You don't need an outside custodian, just a plan advisor. The paperwork isn't that hard. The cost difference wasn't comparable when I started. It will take more of your time, but not that much if you are interested enough to follow and understand the rules.
You do need a business, any ordinary business. The business doesn't have to be profitable every year, although the strategy is amplified when you have business profits and can defer more taxes by investing those to your Solo K. Probably the biggest hurdle is the business has to be owned by husband and/or wife with no employees. Or I think perhaps also for 2 partners, but still no employees. Our's is a very small part time consulting practice. It's always been profitable, but only 5-30K per year depending on the work available and our interest in working.
We started our Solo K after retiring from ordinary full time jobs in 2013, consolidating funds from several prior employer sponsored 401K's and our personal IRA's. Within a year, we had 12 rental doors, mostly single family with a couple duplexes, all acquired with no financing. Since then, we traded one that was exceptionally hard to manage for one that wasn't, sold one to a tenant and replaced it, and sold one for distributions.
The Solo K has worked exceptionally well for us, here are some thoughts for those who might do something similar:
- We were exceptionally lucky with timing. One of the SFH's purchased in 2014 for $65K, just sold for $320K. While we do spend whenever needed for good maintenance, roofs (we've done all but 1 now), HVAC, paint, flooring etc...we have not made any significant improvements. This sold house came with a kitchen that would have made any chef in the 1950's happy, I'm sure the appliances have all been replaced, along with the flooring, but it wasn't improved. That was probably a lost opportunity, had the house been improved, it would have likely sold for $400K. We will be looking at doing this different in the future.

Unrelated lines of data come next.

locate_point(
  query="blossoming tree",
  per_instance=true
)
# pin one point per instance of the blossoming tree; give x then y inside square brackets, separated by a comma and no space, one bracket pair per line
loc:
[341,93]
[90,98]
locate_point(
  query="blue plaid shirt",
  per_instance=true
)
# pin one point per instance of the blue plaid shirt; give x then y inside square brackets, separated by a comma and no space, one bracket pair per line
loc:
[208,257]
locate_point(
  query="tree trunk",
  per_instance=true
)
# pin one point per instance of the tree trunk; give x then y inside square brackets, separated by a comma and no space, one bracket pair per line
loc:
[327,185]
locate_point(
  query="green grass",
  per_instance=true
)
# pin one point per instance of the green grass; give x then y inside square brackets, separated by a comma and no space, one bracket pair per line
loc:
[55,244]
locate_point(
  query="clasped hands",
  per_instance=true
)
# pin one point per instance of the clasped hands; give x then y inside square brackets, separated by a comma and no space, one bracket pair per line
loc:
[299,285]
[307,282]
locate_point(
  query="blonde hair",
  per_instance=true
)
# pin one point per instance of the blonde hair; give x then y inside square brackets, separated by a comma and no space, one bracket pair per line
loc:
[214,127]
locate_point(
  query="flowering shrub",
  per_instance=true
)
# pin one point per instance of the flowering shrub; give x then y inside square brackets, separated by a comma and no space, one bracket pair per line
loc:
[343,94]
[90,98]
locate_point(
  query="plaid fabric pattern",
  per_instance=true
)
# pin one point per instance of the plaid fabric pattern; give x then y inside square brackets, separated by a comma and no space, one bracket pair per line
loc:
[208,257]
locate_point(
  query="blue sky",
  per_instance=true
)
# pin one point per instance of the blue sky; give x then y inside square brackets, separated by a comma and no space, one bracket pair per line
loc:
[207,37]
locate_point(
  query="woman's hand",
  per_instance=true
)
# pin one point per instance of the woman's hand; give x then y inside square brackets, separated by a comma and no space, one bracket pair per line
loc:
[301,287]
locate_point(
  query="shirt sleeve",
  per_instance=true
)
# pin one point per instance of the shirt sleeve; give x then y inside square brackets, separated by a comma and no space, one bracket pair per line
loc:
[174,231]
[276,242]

- Financing. We have none. This breaks the often stated rule about using OPM, other peoples money. Very early on I looked real hard at doing just that. But you can't use traditional financing, it must be non-recourse. That raised financing costs from 3-4% to about 8%. It's essentially hard money, unless you have a rich friend. Afraid to ask what that number would be today, althogh the difference may be less now. At the end of the day, our analysis showed that financing would basically eliminate the income part of the equation and profit would only come from appreciation. In hindsight, another lost opportunity. But...still happy. There is far more risk with financing at those kind of rates, and after all, the plan held retirement savings we needed soon. But the deal breaker was work. We self manage, we didn't want to double or triple the amount of work necessary keep the operation running. Sure if I could have known for sure, we would see 400% appreciation over 10 years, I would have done things different. But you can't.
- Self management, to clarify, is basically advertising, showing property, selecting tenants, signing leases and hiring contractors to do repairs. It's not actually making repairs or improvements. That's not allowed since it's considered a "contribution" to the value of the 401K. Using a property manager has potential, but does reduce income. In our case, we were not happy with the gains seen in our traditional 401k holdings, and part of the transition to the Solo K, we wanted more hands on control of how our investments worked out.

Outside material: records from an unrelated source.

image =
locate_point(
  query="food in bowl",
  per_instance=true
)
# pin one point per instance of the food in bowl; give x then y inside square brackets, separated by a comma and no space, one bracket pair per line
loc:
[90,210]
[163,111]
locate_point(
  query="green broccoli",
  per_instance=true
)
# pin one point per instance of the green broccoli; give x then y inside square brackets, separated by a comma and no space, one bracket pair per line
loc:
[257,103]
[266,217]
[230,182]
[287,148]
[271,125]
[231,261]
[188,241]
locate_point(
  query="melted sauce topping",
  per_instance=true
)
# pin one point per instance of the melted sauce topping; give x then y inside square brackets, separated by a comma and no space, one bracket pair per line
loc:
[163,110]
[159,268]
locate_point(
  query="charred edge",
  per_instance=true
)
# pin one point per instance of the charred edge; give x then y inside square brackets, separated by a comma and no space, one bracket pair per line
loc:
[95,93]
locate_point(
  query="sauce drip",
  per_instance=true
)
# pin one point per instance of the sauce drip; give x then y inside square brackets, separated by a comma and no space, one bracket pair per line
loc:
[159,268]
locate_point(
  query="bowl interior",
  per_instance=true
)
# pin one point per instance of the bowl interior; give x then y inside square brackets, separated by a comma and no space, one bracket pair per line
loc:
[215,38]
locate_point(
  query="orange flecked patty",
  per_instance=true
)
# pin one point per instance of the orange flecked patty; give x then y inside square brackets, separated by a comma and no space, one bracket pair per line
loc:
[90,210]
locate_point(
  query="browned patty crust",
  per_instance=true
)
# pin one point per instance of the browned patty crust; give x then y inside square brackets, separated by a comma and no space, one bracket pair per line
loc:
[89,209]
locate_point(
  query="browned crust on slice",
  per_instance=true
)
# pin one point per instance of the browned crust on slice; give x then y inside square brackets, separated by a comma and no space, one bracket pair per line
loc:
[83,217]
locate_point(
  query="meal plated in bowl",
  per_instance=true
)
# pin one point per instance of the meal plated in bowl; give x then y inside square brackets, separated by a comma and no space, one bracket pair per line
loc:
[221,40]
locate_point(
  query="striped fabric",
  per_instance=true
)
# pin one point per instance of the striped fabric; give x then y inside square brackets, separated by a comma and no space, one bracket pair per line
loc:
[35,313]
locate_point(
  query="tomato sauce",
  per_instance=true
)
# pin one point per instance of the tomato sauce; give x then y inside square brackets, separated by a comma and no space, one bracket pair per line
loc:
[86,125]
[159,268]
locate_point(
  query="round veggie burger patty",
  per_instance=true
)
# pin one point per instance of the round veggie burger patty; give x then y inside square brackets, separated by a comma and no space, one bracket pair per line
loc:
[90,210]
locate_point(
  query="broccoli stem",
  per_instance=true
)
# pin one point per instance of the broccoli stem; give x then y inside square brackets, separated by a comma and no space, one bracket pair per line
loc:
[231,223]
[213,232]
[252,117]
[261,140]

- Finally, we went 100% invested residential rentals. While it's a good problem to have, since the Solo K has done so well, we are spending more in retirement than originally planned. Our mix of pre-tax to post-tax investments is out of balance. For example, we had several years with really small amounts of taxable income, should we have distributed more out of the 401K earlier and reinvested post tax? We didn't, and as a result our income tax bill has gone from near nothing to something we might have avoided. There are many moving pieces here, Social Security timing, transition from ACA to Medicare, how much of your wealth is to be left as a legacy and the investment strategy that keeps your investments in large unseperable chunks. There is a great tool to game alot of this out, I started too late to see all the benefit. Take a look at MaxFi if this situation looks like it might impact you.